This project combines both R and SQLite to showcase the robustness of querying data from a database and visualizing observations in R. While some data cleaning and manipulation can and will be done using query language (SQLite), majority of the data work will be done using R.
The database used is the “Chinook Database”, an open source database. Markdown allows both R script and SQLite query language plus html knitting.
To be able to run SQLite query on R you need to load the DBI and RSQLite packages in your environment.
library(tidyverse)
library(DBI)
library(RSQLite)
library(ggplot2)
library(plotly)
library(lubridate)
library(ggcorrplot)
After downloading the database, load it/create a connection within an R markdown chunk.

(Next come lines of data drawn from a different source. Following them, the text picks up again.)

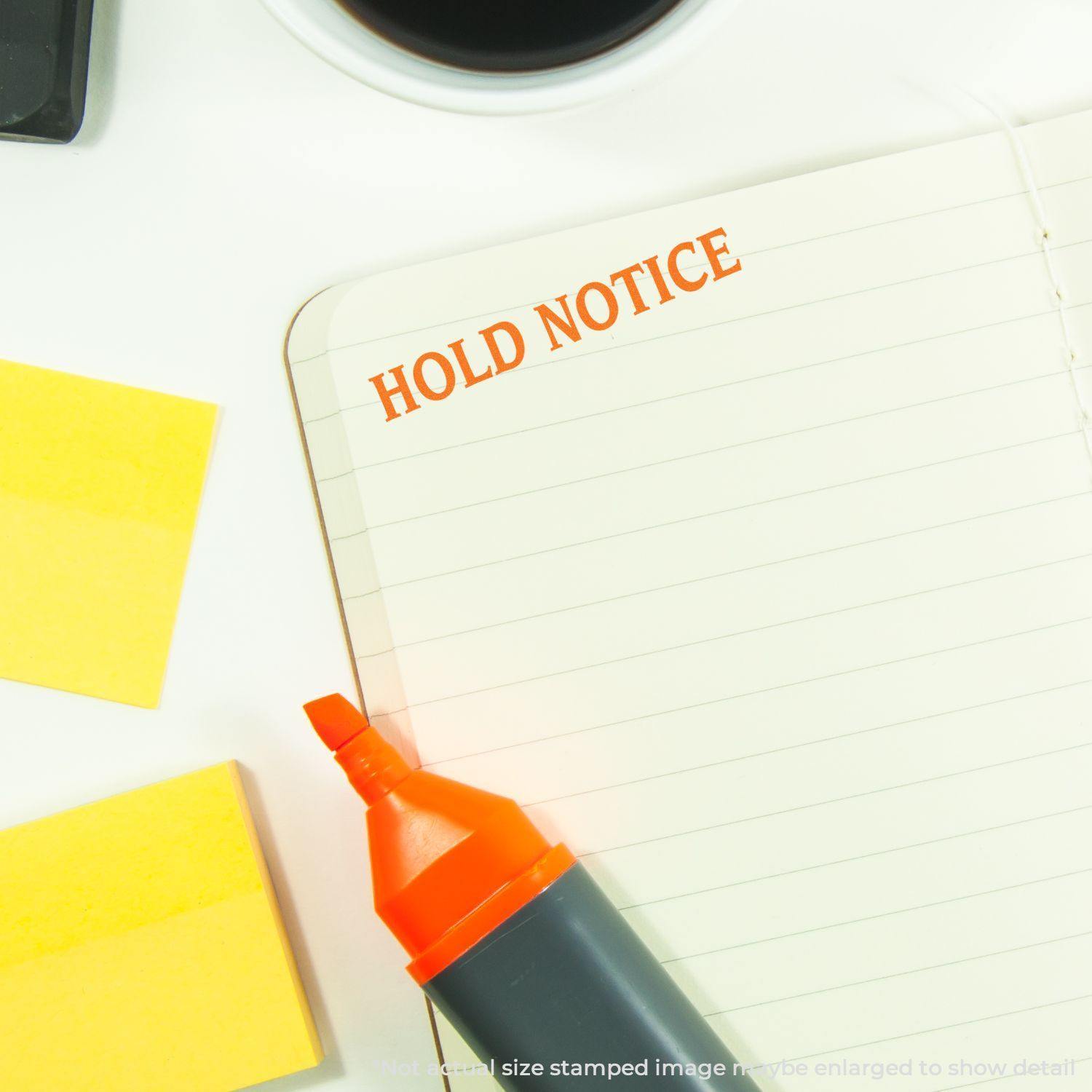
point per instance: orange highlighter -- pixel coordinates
(513, 939)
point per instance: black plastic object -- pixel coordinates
(567, 981)
(44, 48)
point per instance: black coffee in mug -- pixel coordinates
(508, 35)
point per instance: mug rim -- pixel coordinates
(327, 28)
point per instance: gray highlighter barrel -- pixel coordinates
(566, 982)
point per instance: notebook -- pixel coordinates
(773, 600)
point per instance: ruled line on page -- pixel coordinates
(705, 390)
(902, 974)
(751, 630)
(687, 268)
(876, 917)
(749, 694)
(720, 449)
(850, 860)
(1004, 1077)
(1068, 434)
(788, 747)
(761, 314)
(832, 799)
(930, 1031)
(721, 511)
(716, 576)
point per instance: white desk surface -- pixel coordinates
(223, 175)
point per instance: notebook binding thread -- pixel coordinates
(1043, 233)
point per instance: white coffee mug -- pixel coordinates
(332, 33)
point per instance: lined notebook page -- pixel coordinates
(775, 603)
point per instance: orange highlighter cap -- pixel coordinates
(449, 863)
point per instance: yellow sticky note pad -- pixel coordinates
(100, 486)
(141, 948)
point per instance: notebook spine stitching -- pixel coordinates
(1070, 353)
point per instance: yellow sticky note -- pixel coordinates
(141, 948)
(100, 486)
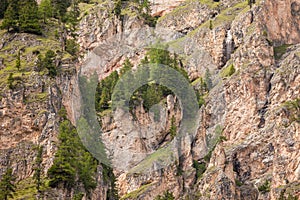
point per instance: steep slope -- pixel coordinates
(246, 144)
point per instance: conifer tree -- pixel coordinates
(7, 187)
(11, 16)
(28, 17)
(48, 62)
(18, 61)
(38, 169)
(3, 7)
(45, 10)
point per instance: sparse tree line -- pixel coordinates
(27, 16)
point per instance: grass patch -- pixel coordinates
(25, 189)
(163, 155)
(280, 50)
(136, 193)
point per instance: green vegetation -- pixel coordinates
(173, 127)
(210, 25)
(26, 189)
(7, 187)
(164, 154)
(228, 71)
(166, 196)
(72, 47)
(10, 81)
(73, 164)
(149, 94)
(38, 169)
(104, 91)
(45, 10)
(265, 187)
(18, 61)
(289, 197)
(22, 16)
(47, 62)
(135, 194)
(280, 50)
(200, 168)
(3, 7)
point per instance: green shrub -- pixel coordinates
(7, 187)
(200, 168)
(264, 188)
(73, 164)
(72, 47)
(10, 81)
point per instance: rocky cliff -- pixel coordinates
(246, 144)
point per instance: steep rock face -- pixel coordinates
(240, 105)
(283, 26)
(253, 108)
(161, 7)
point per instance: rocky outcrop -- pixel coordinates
(283, 26)
(248, 130)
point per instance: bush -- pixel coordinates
(200, 168)
(72, 47)
(10, 81)
(264, 188)
(73, 164)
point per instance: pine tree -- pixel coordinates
(10, 81)
(38, 169)
(45, 10)
(173, 128)
(208, 80)
(28, 17)
(11, 16)
(7, 187)
(60, 7)
(18, 61)
(63, 172)
(48, 62)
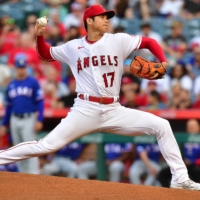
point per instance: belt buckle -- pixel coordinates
(101, 100)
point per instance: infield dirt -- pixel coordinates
(18, 186)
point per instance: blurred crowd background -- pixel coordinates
(174, 24)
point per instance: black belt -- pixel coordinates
(24, 115)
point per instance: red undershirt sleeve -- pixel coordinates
(43, 49)
(154, 47)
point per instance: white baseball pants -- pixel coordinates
(138, 168)
(88, 117)
(89, 168)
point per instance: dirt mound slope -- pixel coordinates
(19, 186)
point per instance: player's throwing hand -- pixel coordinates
(41, 25)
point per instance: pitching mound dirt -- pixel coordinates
(35, 187)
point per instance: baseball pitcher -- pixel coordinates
(96, 61)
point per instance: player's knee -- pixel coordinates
(48, 147)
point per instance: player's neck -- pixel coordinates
(94, 36)
(21, 77)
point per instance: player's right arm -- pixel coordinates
(42, 47)
(46, 52)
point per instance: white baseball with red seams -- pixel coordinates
(42, 21)
(98, 69)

You can declare the connection within the setup chunk and you wont need to constantly declare it in every subsequent chunk.
conn<-dbConnect(SQLite(), "chinook.db")
tables <- dbListTables(conn)
The reason i prefer running sql queries on their own chunks in R markdown is because it allows to copy and paste SQL from other terminals, no formatting required. Also, SQL syntax is highlighted and has auto-suggestions. Very nifty!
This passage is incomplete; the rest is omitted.